Ia menekankan agar musibah ini tidak melemahkan semangat pesantren untuk bangkit menjadi lembaga pendidikan terbaik. Kekuatan pesantren terletak pada kemandirian dan kemampuannya bertahan ratusan tahun, bahkan tanpa bantuan pemerintah, seperti Pesantren Sidogiri. Dengan 42 ribu pesantren terdaftar dan perkiraan total santri mencapai 20-an juta, pesantren memiliki kekuatan yang dahsyat.
Pesantren adalah model pendidikan nasional yang ideal, bahkan direkomendasikan oleh Ki Hajar Dewantoro pada 1928, karena mampu menyatukan pendidikan (opvoeding) dan pengajaran (onderwijs) serta sangat menekankan keteladanan, pendidikan akhlak, kemandirian, dan pengabdian masyarakat.
Namun, tantangan terbesar pesantren saat ini bukanlah sekadar kasus-kasus atau musibah, melainkan tantangan modernitas (the challenge of modernity), yaitu masuknya paham sekularisme dan materialisme yang menggerus jiwa cinta ilmu, dakwah, dan pengorbanan. Ketika jumlah santri sangat besar, peluang untuk mendidik, membina akhlak, dan menanamkan nilai menjadi lebih berat.
Hikmah dan Introspeksi:
- Introspeksi dan Evaluasi Diri: Pesantren tidak boleh terlena dengan banyaknya jumlah santri. Mereka harus fokus pada tujuan hakiki pendidikan.

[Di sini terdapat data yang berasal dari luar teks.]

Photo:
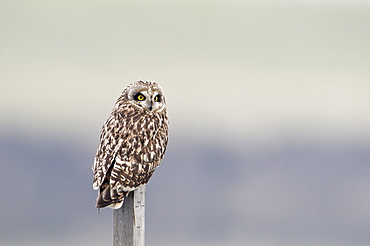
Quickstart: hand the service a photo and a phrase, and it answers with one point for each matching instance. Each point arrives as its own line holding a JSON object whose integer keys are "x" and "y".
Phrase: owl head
{"x": 146, "y": 95}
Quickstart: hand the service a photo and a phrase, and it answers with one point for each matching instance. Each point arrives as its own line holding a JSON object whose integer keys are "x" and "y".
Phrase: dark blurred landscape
{"x": 208, "y": 191}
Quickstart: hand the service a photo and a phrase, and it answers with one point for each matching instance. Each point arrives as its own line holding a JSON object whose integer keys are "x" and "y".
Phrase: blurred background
{"x": 269, "y": 106}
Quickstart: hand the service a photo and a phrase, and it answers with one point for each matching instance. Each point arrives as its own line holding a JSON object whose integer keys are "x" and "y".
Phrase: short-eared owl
{"x": 132, "y": 143}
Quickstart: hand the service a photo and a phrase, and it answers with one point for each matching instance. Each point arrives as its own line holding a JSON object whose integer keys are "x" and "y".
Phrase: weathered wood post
{"x": 129, "y": 220}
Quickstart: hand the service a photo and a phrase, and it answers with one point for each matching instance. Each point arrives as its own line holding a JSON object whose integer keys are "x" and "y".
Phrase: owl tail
{"x": 105, "y": 199}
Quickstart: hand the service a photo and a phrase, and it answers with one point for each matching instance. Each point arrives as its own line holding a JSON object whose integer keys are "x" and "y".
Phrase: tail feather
{"x": 105, "y": 199}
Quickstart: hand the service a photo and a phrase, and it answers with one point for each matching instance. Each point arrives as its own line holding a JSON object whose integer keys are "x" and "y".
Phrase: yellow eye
{"x": 140, "y": 97}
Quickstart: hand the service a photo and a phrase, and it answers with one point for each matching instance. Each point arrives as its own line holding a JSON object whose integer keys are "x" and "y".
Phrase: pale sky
{"x": 244, "y": 66}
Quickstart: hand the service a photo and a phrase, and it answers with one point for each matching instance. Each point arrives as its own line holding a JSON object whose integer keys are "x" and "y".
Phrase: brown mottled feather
{"x": 133, "y": 141}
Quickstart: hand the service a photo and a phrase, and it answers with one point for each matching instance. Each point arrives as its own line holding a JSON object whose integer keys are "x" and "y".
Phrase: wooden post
{"x": 129, "y": 220}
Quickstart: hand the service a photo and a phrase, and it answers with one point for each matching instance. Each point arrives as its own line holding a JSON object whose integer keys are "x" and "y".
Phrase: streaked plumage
{"x": 133, "y": 141}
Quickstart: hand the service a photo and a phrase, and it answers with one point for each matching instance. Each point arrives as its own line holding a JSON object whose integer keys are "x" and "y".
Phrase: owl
{"x": 133, "y": 141}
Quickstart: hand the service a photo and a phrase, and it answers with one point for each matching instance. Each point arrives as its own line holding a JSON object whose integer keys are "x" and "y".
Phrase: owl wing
{"x": 141, "y": 153}
{"x": 113, "y": 133}
{"x": 132, "y": 144}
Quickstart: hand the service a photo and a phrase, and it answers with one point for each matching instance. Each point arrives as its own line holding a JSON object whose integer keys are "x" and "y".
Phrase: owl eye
{"x": 157, "y": 98}
{"x": 139, "y": 97}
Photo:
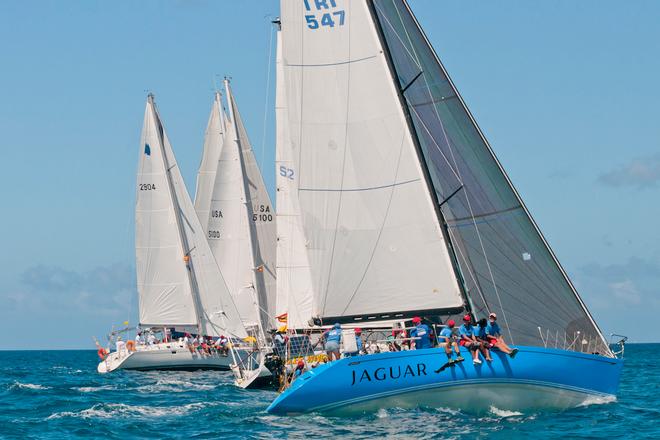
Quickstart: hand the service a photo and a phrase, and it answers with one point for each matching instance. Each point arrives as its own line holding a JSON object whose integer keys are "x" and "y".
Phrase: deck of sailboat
{"x": 538, "y": 378}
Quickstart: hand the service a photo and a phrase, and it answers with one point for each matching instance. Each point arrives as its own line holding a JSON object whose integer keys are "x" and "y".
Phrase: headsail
{"x": 507, "y": 265}
{"x": 375, "y": 246}
{"x": 213, "y": 141}
{"x": 177, "y": 274}
{"x": 258, "y": 215}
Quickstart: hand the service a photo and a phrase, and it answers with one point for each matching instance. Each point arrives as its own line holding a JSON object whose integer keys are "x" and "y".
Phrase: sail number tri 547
{"x": 327, "y": 16}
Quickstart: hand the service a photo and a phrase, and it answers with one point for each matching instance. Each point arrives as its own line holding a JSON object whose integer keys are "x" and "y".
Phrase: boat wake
{"x": 27, "y": 386}
{"x": 94, "y": 389}
{"x": 119, "y": 410}
{"x": 174, "y": 385}
{"x": 504, "y": 413}
{"x": 597, "y": 400}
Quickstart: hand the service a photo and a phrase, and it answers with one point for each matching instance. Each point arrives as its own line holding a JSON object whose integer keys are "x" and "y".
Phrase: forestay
{"x": 373, "y": 239}
{"x": 179, "y": 282}
{"x": 507, "y": 265}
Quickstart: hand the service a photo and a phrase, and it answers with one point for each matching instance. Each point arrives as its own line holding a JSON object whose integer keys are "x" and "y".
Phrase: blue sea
{"x": 58, "y": 394}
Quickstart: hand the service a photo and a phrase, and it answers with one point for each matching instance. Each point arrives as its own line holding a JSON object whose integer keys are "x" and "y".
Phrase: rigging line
{"x": 343, "y": 171}
{"x": 270, "y": 61}
{"x": 382, "y": 226}
{"x": 477, "y": 284}
{"x": 467, "y": 198}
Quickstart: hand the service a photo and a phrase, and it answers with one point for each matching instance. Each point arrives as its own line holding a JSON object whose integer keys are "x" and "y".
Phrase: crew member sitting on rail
{"x": 466, "y": 332}
{"x": 494, "y": 336}
{"x": 332, "y": 340}
{"x": 421, "y": 333}
{"x": 448, "y": 341}
{"x": 358, "y": 343}
{"x": 481, "y": 336}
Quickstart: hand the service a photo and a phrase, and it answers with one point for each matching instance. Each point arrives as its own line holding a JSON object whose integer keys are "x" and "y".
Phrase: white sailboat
{"x": 234, "y": 206}
{"x": 391, "y": 204}
{"x": 179, "y": 284}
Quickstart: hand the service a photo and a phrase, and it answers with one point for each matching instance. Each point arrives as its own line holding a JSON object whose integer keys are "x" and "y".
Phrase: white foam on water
{"x": 504, "y": 413}
{"x": 94, "y": 389}
{"x": 174, "y": 385}
{"x": 119, "y": 410}
{"x": 27, "y": 386}
{"x": 597, "y": 400}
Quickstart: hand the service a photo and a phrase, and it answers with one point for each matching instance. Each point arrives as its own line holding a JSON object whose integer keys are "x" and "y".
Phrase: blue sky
{"x": 567, "y": 93}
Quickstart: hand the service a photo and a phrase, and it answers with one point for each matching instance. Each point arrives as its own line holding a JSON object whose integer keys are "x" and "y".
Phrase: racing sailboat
{"x": 181, "y": 289}
{"x": 400, "y": 208}
{"x": 239, "y": 222}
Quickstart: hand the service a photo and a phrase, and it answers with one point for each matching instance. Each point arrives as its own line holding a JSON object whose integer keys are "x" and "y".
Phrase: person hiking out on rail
{"x": 494, "y": 335}
{"x": 466, "y": 332}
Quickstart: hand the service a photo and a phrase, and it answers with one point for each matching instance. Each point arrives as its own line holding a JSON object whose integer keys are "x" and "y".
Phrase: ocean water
{"x": 58, "y": 394}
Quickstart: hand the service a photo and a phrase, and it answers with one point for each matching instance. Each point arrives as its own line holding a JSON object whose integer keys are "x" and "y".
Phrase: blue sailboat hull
{"x": 537, "y": 378}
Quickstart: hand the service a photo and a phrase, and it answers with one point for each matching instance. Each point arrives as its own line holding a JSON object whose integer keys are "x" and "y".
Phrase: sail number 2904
{"x": 328, "y": 15}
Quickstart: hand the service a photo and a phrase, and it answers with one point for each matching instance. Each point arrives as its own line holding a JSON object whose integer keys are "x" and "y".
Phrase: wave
{"x": 114, "y": 410}
{"x": 94, "y": 389}
{"x": 597, "y": 400}
{"x": 174, "y": 385}
{"x": 504, "y": 413}
{"x": 27, "y": 386}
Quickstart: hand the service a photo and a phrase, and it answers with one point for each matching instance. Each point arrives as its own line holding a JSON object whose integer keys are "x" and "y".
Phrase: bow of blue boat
{"x": 538, "y": 378}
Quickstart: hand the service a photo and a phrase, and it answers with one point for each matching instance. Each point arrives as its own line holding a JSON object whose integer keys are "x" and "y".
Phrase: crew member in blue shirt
{"x": 482, "y": 337}
{"x": 466, "y": 333}
{"x": 332, "y": 340}
{"x": 495, "y": 337}
{"x": 421, "y": 333}
{"x": 448, "y": 341}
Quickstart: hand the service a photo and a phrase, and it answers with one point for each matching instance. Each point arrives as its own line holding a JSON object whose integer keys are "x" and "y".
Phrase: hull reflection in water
{"x": 536, "y": 379}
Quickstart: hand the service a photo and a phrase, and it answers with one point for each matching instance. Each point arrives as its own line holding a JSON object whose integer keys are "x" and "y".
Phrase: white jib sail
{"x": 228, "y": 232}
{"x": 212, "y": 302}
{"x": 374, "y": 241}
{"x": 213, "y": 140}
{"x": 261, "y": 219}
{"x": 294, "y": 283}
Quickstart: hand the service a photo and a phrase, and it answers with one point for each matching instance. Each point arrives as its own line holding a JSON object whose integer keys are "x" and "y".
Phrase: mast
{"x": 177, "y": 216}
{"x": 237, "y": 141}
{"x": 420, "y": 156}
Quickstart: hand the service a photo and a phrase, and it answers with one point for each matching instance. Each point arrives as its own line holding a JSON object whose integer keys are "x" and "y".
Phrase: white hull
{"x": 172, "y": 356}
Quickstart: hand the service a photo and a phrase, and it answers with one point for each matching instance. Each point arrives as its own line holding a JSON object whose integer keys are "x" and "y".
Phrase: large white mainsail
{"x": 374, "y": 242}
{"x": 214, "y": 138}
{"x": 294, "y": 282}
{"x": 179, "y": 282}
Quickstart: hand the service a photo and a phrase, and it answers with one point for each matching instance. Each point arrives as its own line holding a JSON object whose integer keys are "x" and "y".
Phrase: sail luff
{"x": 420, "y": 157}
{"x": 508, "y": 264}
{"x": 185, "y": 248}
{"x": 165, "y": 294}
{"x": 295, "y": 296}
{"x": 508, "y": 180}
{"x": 256, "y": 286}
{"x": 206, "y": 175}
{"x": 373, "y": 239}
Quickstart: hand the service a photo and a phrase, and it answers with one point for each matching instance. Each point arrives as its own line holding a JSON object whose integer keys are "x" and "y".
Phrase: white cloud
{"x": 643, "y": 172}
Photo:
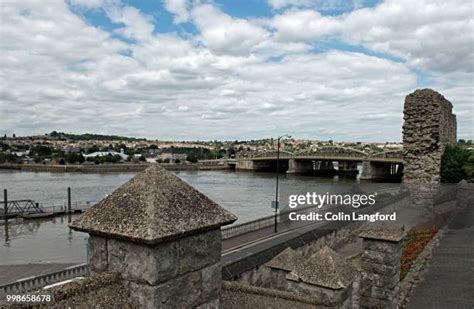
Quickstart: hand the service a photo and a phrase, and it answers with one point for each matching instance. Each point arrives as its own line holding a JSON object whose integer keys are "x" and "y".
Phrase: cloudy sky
{"x": 226, "y": 69}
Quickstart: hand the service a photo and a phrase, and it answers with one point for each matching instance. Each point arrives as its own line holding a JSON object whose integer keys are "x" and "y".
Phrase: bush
{"x": 453, "y": 164}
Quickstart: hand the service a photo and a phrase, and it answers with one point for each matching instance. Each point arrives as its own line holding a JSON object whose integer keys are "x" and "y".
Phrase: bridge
{"x": 331, "y": 160}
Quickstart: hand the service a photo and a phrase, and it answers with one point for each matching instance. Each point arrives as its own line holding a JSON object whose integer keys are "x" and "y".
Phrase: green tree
{"x": 453, "y": 164}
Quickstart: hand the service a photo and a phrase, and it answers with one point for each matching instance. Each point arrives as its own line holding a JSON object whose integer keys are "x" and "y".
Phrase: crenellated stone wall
{"x": 429, "y": 125}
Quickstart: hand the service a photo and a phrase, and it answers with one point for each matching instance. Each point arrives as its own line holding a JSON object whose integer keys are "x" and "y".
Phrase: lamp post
{"x": 277, "y": 171}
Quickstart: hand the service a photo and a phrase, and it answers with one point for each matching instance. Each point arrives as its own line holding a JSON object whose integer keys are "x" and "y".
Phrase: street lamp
{"x": 277, "y": 171}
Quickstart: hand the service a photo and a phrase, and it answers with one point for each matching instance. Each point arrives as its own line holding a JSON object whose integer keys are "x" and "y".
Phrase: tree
{"x": 453, "y": 164}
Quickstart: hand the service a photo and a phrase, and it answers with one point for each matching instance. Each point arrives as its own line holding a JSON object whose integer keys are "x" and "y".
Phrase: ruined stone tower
{"x": 429, "y": 125}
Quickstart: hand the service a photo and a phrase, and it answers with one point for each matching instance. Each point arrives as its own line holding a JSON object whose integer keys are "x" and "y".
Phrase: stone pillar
{"x": 163, "y": 237}
{"x": 429, "y": 125}
{"x": 380, "y": 268}
{"x": 326, "y": 277}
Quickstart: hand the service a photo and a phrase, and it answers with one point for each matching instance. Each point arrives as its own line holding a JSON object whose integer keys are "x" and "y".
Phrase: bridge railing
{"x": 246, "y": 227}
{"x": 37, "y": 282}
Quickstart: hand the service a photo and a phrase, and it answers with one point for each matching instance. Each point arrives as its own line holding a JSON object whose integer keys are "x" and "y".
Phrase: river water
{"x": 247, "y": 195}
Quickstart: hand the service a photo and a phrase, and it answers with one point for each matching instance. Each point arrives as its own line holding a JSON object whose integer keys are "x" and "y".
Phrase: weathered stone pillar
{"x": 326, "y": 277}
{"x": 380, "y": 262}
{"x": 162, "y": 236}
{"x": 429, "y": 125}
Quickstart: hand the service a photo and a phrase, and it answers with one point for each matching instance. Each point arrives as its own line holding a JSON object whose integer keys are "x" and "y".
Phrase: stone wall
{"x": 429, "y": 125}
{"x": 380, "y": 268}
{"x": 185, "y": 272}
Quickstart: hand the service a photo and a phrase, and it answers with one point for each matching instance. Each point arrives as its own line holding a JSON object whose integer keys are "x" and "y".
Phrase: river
{"x": 247, "y": 195}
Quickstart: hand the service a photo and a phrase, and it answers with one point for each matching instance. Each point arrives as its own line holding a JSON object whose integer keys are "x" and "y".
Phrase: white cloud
{"x": 429, "y": 34}
{"x": 59, "y": 73}
{"x": 226, "y": 35}
{"x": 319, "y": 5}
{"x": 179, "y": 8}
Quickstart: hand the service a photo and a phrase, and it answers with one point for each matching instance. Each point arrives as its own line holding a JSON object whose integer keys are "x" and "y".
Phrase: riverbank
{"x": 107, "y": 168}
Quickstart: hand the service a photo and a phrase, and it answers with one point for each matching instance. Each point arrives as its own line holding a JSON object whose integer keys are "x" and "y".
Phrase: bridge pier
{"x": 244, "y": 165}
{"x": 299, "y": 167}
{"x": 347, "y": 168}
{"x": 381, "y": 171}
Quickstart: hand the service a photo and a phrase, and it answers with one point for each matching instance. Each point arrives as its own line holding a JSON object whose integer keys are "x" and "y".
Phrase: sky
{"x": 226, "y": 69}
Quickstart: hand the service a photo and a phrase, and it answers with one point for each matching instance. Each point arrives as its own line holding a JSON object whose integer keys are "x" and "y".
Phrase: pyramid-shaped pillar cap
{"x": 325, "y": 268}
{"x": 286, "y": 260}
{"x": 152, "y": 207}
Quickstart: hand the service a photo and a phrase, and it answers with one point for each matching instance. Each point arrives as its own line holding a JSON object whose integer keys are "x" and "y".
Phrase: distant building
{"x": 106, "y": 153}
{"x": 172, "y": 157}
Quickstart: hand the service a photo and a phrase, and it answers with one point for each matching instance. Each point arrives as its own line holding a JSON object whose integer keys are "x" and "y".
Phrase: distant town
{"x": 65, "y": 148}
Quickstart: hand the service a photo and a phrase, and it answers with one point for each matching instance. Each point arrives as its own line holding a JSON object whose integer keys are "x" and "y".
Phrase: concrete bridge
{"x": 330, "y": 161}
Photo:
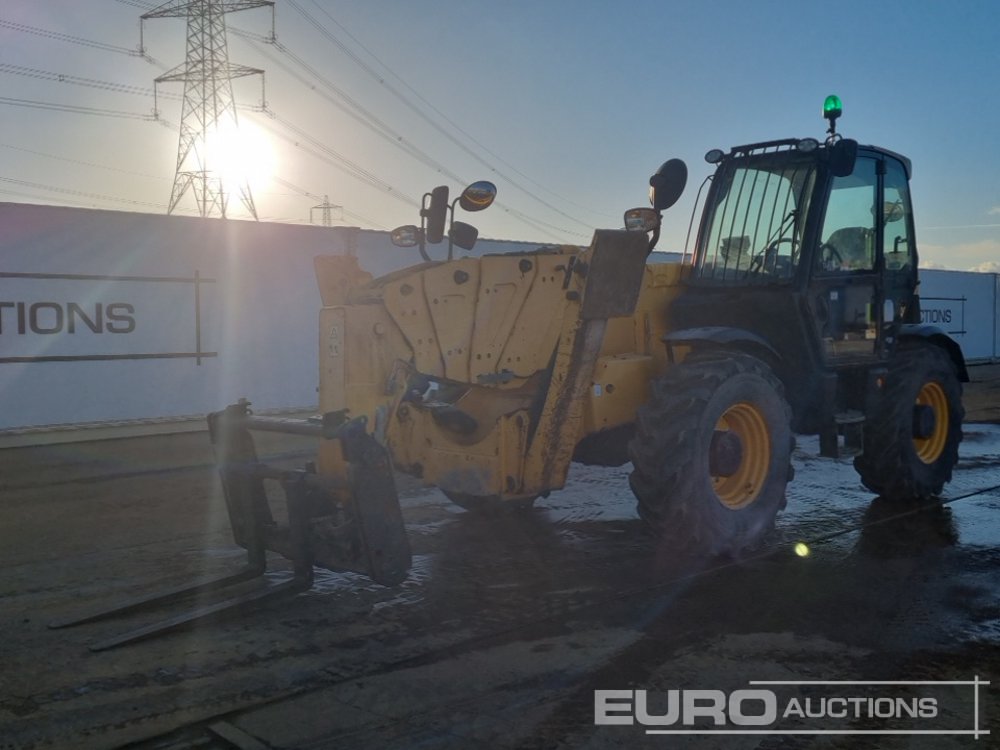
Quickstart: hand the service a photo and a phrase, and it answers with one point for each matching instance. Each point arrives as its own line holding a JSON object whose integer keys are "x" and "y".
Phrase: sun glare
{"x": 240, "y": 154}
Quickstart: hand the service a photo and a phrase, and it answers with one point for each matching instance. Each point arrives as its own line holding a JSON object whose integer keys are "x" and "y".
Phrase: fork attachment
{"x": 339, "y": 523}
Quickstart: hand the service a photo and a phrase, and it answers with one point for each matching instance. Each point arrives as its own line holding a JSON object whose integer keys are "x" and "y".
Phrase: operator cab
{"x": 805, "y": 255}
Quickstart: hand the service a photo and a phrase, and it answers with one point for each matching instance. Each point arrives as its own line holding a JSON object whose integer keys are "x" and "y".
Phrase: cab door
{"x": 846, "y": 277}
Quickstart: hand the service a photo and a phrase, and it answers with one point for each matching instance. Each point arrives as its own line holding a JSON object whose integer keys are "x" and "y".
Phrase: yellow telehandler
{"x": 487, "y": 376}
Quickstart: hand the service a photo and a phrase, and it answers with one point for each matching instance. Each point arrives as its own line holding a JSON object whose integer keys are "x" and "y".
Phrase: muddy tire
{"x": 712, "y": 452}
{"x": 911, "y": 441}
{"x": 490, "y": 504}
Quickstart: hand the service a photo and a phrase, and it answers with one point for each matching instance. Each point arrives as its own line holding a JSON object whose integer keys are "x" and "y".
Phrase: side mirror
{"x": 478, "y": 196}
{"x": 892, "y": 211}
{"x": 841, "y": 157}
{"x": 436, "y": 213}
{"x": 642, "y": 219}
{"x": 666, "y": 186}
{"x": 406, "y": 236}
{"x": 462, "y": 234}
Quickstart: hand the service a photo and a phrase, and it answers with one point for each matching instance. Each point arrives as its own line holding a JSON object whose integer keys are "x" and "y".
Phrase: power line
{"x": 24, "y": 28}
{"x": 430, "y": 120}
{"x": 362, "y": 115}
{"x": 82, "y": 193}
{"x": 78, "y": 109}
{"x": 79, "y": 161}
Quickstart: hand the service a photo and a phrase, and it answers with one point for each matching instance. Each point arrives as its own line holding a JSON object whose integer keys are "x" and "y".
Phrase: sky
{"x": 567, "y": 106}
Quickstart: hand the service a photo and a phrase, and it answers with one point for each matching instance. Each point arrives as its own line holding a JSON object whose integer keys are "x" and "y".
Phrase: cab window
{"x": 847, "y": 240}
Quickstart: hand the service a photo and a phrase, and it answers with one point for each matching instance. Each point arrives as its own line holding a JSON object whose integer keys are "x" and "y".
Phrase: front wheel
{"x": 490, "y": 505}
{"x": 712, "y": 452}
{"x": 911, "y": 441}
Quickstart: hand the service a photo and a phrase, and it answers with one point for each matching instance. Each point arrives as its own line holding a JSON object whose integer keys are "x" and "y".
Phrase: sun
{"x": 240, "y": 154}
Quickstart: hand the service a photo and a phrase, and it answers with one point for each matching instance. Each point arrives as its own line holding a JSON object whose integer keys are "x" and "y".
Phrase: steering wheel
{"x": 830, "y": 257}
{"x": 770, "y": 255}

- Kualitas Pendidikan: Penting untuk mendidik dengan kualitas yang excellent agar kepercayaan masyarakat tidak menurun. Lulusan pesantren harus lebih baik akhlaknya dibandingkan sekolah biasa.
- Mempertahankan Jati Diri: Pesantren harus mempertahankan jati diri sebagai lembaga pendidikan terbaik yang mengutamakan adab, keteladanan, tafakur fi al-dīn, jiwa mandiri, perjuangan, pengorbanan, dan pemahaman terhadap kondisi masyarakat kontemporer.
- Menghadapi Tantangan Pemikiran: Pesantren harus sadar bahwa masalah pemikiran seperti sekularisme dan materialisme tengah menggerogoti.
Dr. Adian Husaini berharap tragedi Al-Khozinī menjadi pelajaran yang sangat berharga bagi pesantren Al-Khozinī dan seluruh dunia pesantren, serta mendorong perbaikan sistem secara menyeluruh.